On the sites of burned-out Rohingya villages across the border in Myanmar’s Rakhine state, security forces are constructing what Myanmar says are settlements for repatriated Rohingya; Amnesty International says some of the buildings are to be bases for security forces.

Bangladesh summoned Myanmar’s ambassador this month to complain that the military buildup would hamper repatriation.

A spokesman for Ms. Suu Kyi’s office said the buildup is a response to the security threat from the refugees now living across the border.

New fencing has been completed along all but 40 miles of the border, according to Aung Myat Moe, a Myanmar police colonel based in Rakhine. In February, Myanmar’s parliament approved $15 million to further upgrade the fencing.

Many of the 700,000 refugees who crossed into Bangladesh have been settled in camps amid the slow-moving repatriation efforts.

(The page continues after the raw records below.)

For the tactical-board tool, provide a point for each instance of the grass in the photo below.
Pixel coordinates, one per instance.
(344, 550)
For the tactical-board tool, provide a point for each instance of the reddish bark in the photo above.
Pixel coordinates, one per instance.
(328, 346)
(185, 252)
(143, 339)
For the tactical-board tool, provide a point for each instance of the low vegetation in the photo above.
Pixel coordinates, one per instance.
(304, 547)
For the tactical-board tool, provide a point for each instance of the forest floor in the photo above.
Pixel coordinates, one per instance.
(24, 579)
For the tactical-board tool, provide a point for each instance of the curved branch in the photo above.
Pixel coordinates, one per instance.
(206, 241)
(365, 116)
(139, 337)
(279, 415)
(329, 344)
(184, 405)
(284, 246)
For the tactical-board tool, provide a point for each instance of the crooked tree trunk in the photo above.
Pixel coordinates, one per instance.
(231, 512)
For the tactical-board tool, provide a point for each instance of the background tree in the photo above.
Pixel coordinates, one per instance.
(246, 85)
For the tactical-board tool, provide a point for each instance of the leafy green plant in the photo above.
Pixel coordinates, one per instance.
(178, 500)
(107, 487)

One group of 3,500 displaced Rohingya is trapped on a vulnerable sliver of land inside Myanmar, up against the Bangladeshi border near Konapara.

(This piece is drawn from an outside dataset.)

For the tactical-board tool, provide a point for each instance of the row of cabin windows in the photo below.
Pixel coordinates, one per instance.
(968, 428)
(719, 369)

On one side are the border fence, set about 150 feet inside Myanmar, and Myanmar security forces, who have dug in on a low bluff overhanging the Rohingya encampment. On the Bangladesh side, border guards with rifles staff small checkpoints and patrol on foot and by truck.

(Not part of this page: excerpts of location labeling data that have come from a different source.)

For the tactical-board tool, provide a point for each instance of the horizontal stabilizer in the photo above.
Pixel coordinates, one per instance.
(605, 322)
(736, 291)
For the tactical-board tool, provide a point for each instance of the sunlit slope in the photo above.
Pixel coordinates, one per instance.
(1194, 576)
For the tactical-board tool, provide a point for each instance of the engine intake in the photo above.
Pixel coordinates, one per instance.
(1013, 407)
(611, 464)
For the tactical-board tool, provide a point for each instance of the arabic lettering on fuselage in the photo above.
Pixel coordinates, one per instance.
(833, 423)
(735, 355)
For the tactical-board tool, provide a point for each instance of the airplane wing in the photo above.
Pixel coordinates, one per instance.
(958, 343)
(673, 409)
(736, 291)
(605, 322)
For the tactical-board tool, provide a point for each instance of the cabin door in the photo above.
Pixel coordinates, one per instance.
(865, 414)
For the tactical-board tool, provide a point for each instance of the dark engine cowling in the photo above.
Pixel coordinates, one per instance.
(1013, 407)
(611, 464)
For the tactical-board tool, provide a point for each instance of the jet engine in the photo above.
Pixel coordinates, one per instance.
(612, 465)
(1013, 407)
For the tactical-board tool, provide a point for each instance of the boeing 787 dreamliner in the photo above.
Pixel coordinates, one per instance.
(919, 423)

“It’s not a safe place to stay,” said Fabrizio Carboni, head of the International Committee of the Red Cross delegation to Myanmar, which provides the Rohingya with food and medical services.

The people here have refused to enter Bangladesh, stating that they are citizens of Myanmar and won’t leave their country. But Myanmar doesn’t recognize the Rohingya as citizens, calling them Bangladeshi.

Some of the refugees said that until January they were able to use openings in what was a poorly maintained border fence to slip deeper into Myanmar. There they would collect coconuts and palm fruit and check on homes they abandoned in August, when the army launched operations it said were aimed at clearing militants but which the U.S. deemed ethnic cleansing.

“We can’t go back across the border fence now,” said Nur Alam, a Rohingya community leader. “There are no openings.”

If they could cross, it would be dangerous. Two Rohingya lost legs to land mines when they tried to sneak across around the time the fortifications began, Mr. Alam said. His son was injured when an exploding mine sent shrapnel into his chest.

A United Nations fact-finding mission on March 12 accused Myanmar’s government of dispatching heavily armed forces to the border, a move the mission said threatened Rohingya and caused some to flee this no-man’s-land near Konapara and cross into Bangladesh.

Zaw Htay, the spokesman for Ms. Suu Kyi’s office, said those living there were welcome to return home but were staying put to bring international pressure on Myanmar.

He also alleged that among them were members of a militant group, the Arakan Rohingya Salvation Army, whose attacks on security installations last year triggered the military response.

Mr. Alam denied any connections to ARSA here. He said refugees who had been caught attempting to cross the fence were beaten by security forces and, in some cases, falsely accused of being members of ARSA and imprisoned.

“We want to go back home immediately, but there is still no sign it is safe for us,” said Dil Mohammad, a community leader. He described their situation as increasingly precarious, fearing a brook that surrounds their huts will flood once the monsoon season begins in April.

Amnesty International says Myanmar is trying to dissuade Rohingya from applying to return to their homes in Myanmar.

“All of this building of security infrastructure sends a message: ‘This is how you’re going to be living if you’ve returned,’’’ said Laura Haigh, an Amnesty International researcher. “For a community that has just gone through what the Rohingya have gone through, I don’t see any other message than that.”